"add the interest for the next 5 payments and divide that by how much you paid on the principal during that time"
Let's see - on a $200K 6% loan, the first 5 months is $4869. Principal reduction is $1127. I get 4.32 or 432%. But this is nonsense, you divide the interest over the mortgage balance, and get 6%. You only get those crazy numbers by dividing meaningless ratios.
The fact that early on in a mortgage most of the payment goes to interest is a simple fact of the the 30 year nature of amortizing. You are in control, just add extra principal to the payment, if you wish.
This idea sounds like the Money Merge Account peddled by UFirst. It's a scam if ever there was one. I wrote about it extensively on my site and have links to others as well. Once you get to this page, the first link is for a free spreadsheet to download, it beats MMA every time and shows how prepaying works, no smoke, no mirrors. The second link is a 65 page PDF that compiles nearly all my writing on this topic as I was one of the finance bloggers doing what I could to expose this scam. I admit it became a crusade, I went as far as buying key word ads on google to attract the search for "money merge account" only to help those looking to buy it find the truth. In the end, I spent a few hundred dollars but saved every visitor the $3500 loss of this program.
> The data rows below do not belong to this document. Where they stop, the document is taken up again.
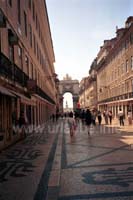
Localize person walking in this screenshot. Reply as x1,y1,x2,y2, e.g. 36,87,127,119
85,109,92,135
68,112,76,137
103,110,108,124
91,110,97,126
97,110,102,125
108,110,112,125
118,108,124,126
127,109,132,125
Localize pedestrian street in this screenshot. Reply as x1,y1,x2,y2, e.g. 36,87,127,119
0,118,133,200
58,119,133,200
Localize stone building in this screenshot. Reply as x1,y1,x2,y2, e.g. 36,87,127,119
0,0,57,148
97,17,133,117
79,59,97,110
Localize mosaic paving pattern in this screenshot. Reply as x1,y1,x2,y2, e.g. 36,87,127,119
58,120,133,200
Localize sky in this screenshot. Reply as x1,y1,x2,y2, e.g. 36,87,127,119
46,0,133,81
46,0,133,107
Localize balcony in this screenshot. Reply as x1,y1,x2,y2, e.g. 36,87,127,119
36,85,55,104
0,53,29,87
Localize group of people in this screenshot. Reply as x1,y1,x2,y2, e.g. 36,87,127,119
67,108,132,136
No agent who dialoged with me in public could answer my questions in full, as they fell back on "you need to believe in it." I have no issue with faith-based religion, it actually stands to reason, but mortgages are numbers and there's order to them. If you want my $3500, you should know how your system works. Not one does, or they would know it was a scam.
Nassim Taleb, author of "The Black Swan" offered up a wonderful quote, "if you see fraud, and do not say 'fraud,' you are a fraud."
The site you link to isn't selling a product, but a fraudulent idea. What's most disturbing to me is that the math to disprove his assertion is not complex, not beyond grade school arithmetic.
Update 2015 - The linked "rule of thumb" is still there. Still wrong of course. Another scam selling software to do this is now promoted by a spin off of UFirst, called Worth Unlimited. Same scam, new name.